I know the definition of top-n accuracy: [1] What is the definition of Top-n accuracy?
My question is, why do we even care for this?
A short answer could be to compare different models in various measurements. But what could this measurement bring to us? I guess, in practical applications, people only care for top-1 accuracy as an object will only be classified into a single class?
There are many important reasons for it. For example, in the case of search engines and recommender systems the user will consider only the first k items, so you really want to make sure that the first elements of the search result are most relevant for him. Here, just evaluating just how relevant/accurate the top element is, is the wrong metric for the problem.

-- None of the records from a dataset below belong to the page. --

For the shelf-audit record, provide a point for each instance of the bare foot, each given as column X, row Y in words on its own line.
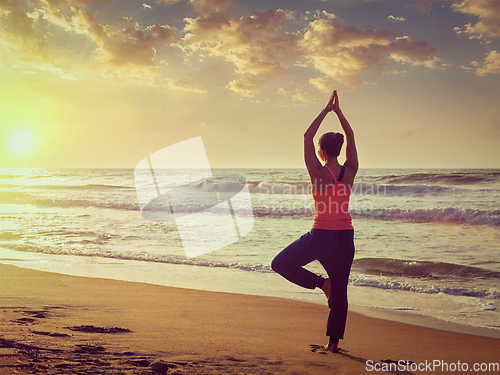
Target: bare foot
column 327, row 288
column 333, row 347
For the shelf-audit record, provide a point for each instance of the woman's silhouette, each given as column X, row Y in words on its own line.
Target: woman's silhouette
column 331, row 239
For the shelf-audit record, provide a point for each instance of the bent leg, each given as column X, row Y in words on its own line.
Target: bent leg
column 338, row 267
column 290, row 261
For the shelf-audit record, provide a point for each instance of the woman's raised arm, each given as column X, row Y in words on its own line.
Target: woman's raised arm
column 351, row 152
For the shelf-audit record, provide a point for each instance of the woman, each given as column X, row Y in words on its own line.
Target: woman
column 331, row 239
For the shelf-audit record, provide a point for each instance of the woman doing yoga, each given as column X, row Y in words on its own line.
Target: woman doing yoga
column 331, row 239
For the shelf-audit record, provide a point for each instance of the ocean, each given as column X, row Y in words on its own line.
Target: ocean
column 427, row 241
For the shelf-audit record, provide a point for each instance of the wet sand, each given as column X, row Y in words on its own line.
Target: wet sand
column 59, row 324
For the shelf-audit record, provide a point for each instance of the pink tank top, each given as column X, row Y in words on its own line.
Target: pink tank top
column 331, row 206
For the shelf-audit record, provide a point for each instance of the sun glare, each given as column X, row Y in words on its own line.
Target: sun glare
column 21, row 141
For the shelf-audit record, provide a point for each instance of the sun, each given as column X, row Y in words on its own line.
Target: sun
column 21, row 141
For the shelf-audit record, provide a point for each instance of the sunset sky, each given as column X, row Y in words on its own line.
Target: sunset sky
column 104, row 83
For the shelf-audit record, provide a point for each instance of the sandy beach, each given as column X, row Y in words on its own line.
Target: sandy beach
column 60, row 324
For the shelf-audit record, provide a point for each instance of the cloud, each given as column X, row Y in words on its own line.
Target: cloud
column 491, row 64
column 344, row 53
column 124, row 45
column 185, row 84
column 18, row 25
column 256, row 45
column 131, row 46
column 423, row 6
column 488, row 12
column 396, row 19
column 203, row 7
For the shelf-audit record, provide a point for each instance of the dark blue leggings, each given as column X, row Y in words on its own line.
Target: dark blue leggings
column 334, row 249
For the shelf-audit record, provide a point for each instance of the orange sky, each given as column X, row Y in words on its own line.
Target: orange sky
column 104, row 83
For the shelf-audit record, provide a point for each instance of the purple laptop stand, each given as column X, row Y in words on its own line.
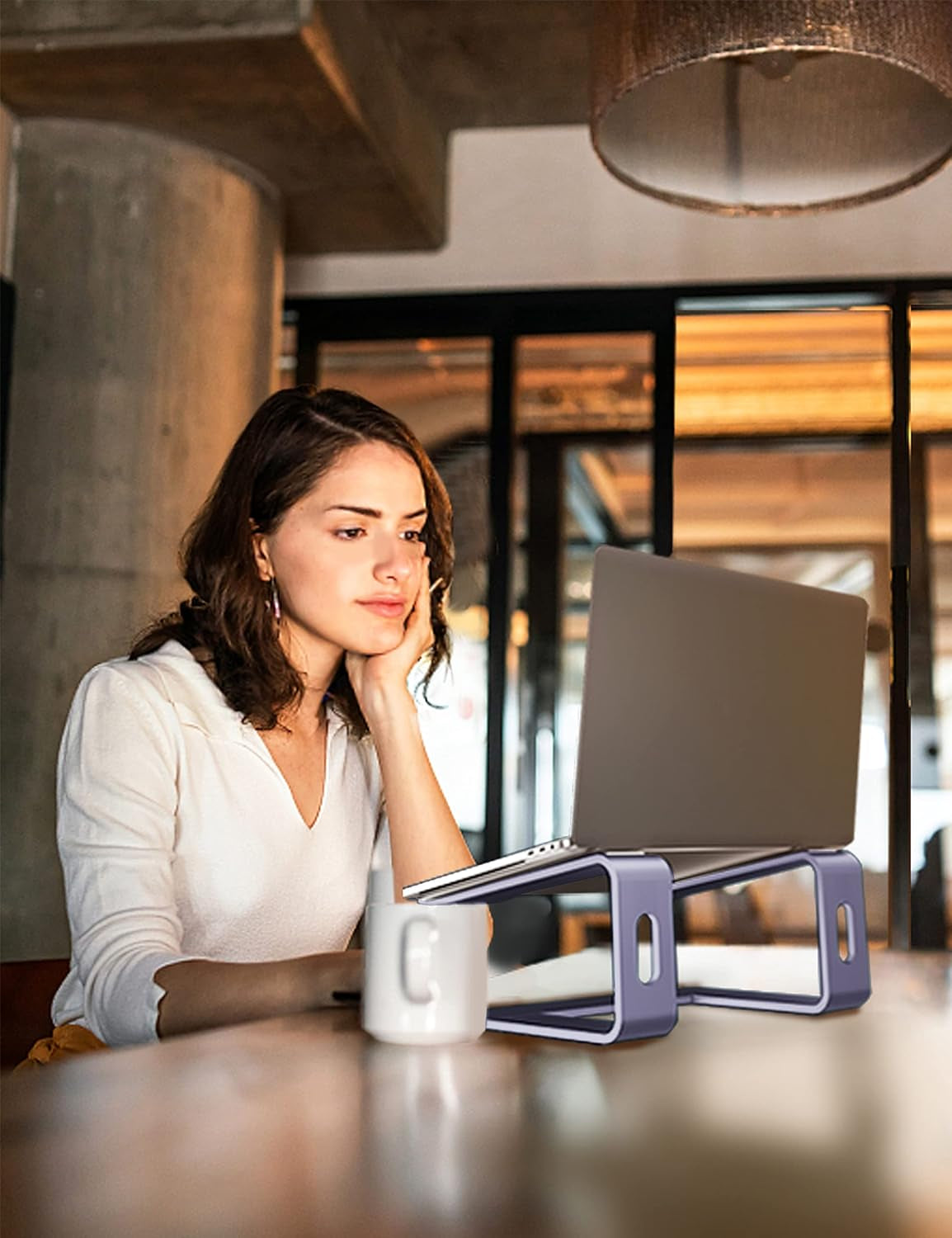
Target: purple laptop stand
column 647, row 1005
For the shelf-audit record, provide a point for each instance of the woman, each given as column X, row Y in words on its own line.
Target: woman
column 220, row 791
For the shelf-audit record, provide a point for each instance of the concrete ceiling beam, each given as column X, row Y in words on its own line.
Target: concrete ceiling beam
column 306, row 92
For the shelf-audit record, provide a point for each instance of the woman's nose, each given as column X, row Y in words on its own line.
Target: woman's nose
column 398, row 559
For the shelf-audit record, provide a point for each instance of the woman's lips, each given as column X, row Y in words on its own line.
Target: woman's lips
column 388, row 609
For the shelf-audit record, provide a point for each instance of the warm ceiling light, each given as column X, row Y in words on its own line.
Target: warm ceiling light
column 771, row 108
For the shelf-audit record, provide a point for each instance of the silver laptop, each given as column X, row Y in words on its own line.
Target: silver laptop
column 719, row 720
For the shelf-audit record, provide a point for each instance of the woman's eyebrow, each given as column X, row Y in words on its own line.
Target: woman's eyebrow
column 370, row 512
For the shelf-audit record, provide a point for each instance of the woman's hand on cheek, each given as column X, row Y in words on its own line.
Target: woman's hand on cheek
column 379, row 680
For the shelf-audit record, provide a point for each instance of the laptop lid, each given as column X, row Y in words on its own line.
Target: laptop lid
column 719, row 710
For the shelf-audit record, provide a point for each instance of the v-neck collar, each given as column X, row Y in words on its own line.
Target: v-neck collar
column 200, row 703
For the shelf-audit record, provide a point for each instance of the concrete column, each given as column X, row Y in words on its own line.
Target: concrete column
column 148, row 275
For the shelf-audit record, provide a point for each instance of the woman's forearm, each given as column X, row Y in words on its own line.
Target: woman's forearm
column 200, row 995
column 425, row 839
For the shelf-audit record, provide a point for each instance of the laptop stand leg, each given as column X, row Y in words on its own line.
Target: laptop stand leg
column 644, row 1002
column 843, row 965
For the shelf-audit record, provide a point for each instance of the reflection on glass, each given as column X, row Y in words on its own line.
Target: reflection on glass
column 440, row 388
column 577, row 385
column 931, row 366
column 783, row 373
column 932, row 717
column 585, row 383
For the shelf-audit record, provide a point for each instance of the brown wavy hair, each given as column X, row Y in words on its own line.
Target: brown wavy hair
column 286, row 447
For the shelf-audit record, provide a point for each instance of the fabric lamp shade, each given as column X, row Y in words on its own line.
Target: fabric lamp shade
column 742, row 106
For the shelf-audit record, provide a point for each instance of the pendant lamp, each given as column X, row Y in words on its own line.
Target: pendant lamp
column 746, row 108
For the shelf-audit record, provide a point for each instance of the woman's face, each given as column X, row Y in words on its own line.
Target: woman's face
column 348, row 557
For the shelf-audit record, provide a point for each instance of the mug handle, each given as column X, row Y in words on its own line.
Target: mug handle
column 416, row 958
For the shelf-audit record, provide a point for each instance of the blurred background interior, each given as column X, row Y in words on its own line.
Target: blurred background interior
column 205, row 200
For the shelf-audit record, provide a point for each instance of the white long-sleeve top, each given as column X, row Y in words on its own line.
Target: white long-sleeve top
column 180, row 839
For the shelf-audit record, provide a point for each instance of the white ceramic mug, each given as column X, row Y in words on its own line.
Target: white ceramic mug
column 425, row 973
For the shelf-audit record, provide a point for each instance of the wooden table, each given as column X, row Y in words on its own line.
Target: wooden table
column 736, row 1123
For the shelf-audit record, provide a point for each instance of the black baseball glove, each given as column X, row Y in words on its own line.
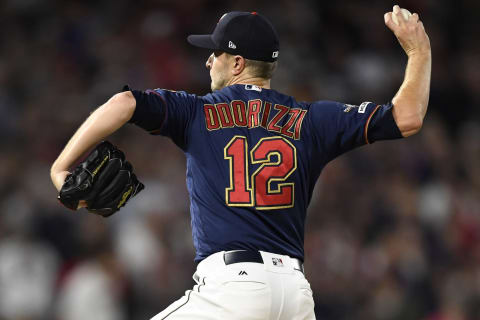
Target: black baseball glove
column 105, row 180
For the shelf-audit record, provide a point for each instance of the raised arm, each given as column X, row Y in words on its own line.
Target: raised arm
column 104, row 121
column 411, row 101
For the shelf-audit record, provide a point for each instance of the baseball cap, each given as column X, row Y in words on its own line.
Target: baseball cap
column 248, row 34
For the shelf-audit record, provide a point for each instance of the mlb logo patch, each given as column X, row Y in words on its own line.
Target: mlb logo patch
column 277, row 262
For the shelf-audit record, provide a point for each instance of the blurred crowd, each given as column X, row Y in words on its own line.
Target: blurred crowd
column 393, row 229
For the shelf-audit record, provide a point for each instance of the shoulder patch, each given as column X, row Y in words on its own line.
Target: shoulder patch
column 349, row 107
column 253, row 87
column 363, row 107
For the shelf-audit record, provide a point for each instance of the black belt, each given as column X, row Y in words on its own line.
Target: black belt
column 231, row 257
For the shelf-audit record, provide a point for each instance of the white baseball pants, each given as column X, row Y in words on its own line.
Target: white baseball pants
column 246, row 291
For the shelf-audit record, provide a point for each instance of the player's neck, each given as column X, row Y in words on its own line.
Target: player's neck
column 247, row 79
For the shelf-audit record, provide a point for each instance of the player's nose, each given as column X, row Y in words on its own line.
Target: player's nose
column 208, row 64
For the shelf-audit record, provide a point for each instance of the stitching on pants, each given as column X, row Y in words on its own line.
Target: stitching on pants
column 203, row 283
column 188, row 299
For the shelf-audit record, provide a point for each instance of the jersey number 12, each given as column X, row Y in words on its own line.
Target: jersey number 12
column 278, row 160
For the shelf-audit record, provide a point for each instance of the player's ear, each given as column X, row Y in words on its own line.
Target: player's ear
column 238, row 64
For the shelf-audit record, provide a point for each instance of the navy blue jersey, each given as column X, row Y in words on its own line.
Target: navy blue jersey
column 253, row 157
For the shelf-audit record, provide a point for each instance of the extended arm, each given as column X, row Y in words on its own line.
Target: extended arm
column 104, row 121
column 411, row 101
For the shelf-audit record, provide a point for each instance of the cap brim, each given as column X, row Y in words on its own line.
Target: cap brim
column 202, row 41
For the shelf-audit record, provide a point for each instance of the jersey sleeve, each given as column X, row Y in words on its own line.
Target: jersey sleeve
column 164, row 112
column 339, row 127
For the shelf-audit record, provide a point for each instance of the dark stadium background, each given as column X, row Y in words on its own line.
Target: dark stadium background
column 393, row 230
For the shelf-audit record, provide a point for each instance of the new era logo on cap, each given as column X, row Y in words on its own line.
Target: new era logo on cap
column 248, row 34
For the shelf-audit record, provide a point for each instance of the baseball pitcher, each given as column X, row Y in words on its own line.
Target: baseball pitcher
column 253, row 157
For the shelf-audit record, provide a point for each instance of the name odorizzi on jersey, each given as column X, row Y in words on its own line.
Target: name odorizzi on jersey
column 255, row 113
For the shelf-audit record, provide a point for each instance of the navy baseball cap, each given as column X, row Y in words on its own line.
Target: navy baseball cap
column 248, row 34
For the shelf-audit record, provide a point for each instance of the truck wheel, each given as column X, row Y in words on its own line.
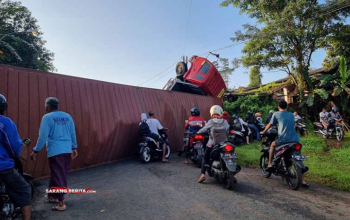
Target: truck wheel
column 181, row 69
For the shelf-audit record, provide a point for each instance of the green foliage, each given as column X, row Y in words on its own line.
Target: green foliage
column 327, row 166
column 287, row 33
column 255, row 103
column 336, row 44
column 255, row 77
column 18, row 46
column 224, row 69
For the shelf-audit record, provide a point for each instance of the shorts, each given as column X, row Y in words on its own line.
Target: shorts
column 18, row 189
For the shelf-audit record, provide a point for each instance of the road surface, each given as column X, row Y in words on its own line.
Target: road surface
column 132, row 190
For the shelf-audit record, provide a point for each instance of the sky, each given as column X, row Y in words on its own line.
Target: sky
column 129, row 42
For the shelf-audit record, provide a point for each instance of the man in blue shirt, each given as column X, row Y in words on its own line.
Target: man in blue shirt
column 57, row 131
column 286, row 131
column 10, row 148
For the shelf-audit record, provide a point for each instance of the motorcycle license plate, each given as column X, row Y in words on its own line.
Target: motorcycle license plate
column 299, row 157
column 229, row 155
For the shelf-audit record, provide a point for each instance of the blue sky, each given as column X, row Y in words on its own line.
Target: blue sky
column 128, row 42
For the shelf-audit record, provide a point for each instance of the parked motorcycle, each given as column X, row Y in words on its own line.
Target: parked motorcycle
column 336, row 130
column 222, row 165
column 287, row 163
column 8, row 210
column 148, row 147
column 196, row 144
column 300, row 127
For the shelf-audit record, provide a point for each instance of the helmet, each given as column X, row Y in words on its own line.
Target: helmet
column 195, row 111
column 335, row 109
column 216, row 110
column 3, row 104
column 151, row 113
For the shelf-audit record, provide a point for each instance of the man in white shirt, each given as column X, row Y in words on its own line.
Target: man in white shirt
column 154, row 126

This is linked to theoretical and computational issues. The more classes you consider, the more you suffer from class ambiguity (classes whose members are much more similar to each other than to other classes). This is also an important issue when scaling image classification problems to a huge number of classes, and has motivated the use of loss functions that optimise the top-k error instead of the zero-one loss.
It has been shown that these problems are computationally easier to solve (scale better), and yield better accuracy. In loose terms, algorithms will have a hard time trying to separate very "similarly looking" classes, and spend lots of computation trying to solve it, without success. And from a practical point of view, it is not critical or even a problem. So, how is the top-k error defined?.
As we have seen, the goal is to have the most k-relevant terms as a result. As an example, consider the approach described in Top-k Multiclass SVM. See Loss Functions for Top-k Error: Analysis and Insights for more details, or do some research on ranking algorithms.
If we have a training set $\{x_{i}, y_{i}\}, i=1, ..., n$, of training samples $x_{i} \in \mathcal{X}$ and labels $y_{i} \in \mathcal{Y} = \{1, ..., m\}$. We want to learn $m$ linear predictors, $\omega_{y}$, whose prediction scores are given by the scalar product $<\omega_{y}, x>$. Let $[.]$ represent the permutation of the labels such that $[j]$ is the largest jth score, $$ <\omega_{[1]}, x> \geq <\omega_{[2]}, x> \geq .. \geq <\omega_{[k]}, x> $$ We will have an error when the desired search result is not among the k-best scores. We can formally encode this idea in the top-k zero-one loss defined as, $$ \text{err}_{k}(f(x), y) = \mathbf{1}_{<\omega_{[k]}, x> > <\omega_{y}, x>} $$ where $f(x) = (<\omega_{[1]}, x>, <\omega_{[2]}, x>, .. <\omega_{[k]}, x>)$ and $\mathbf{1}_{P} = 1$ if $P$ is true, and 0 otherwise.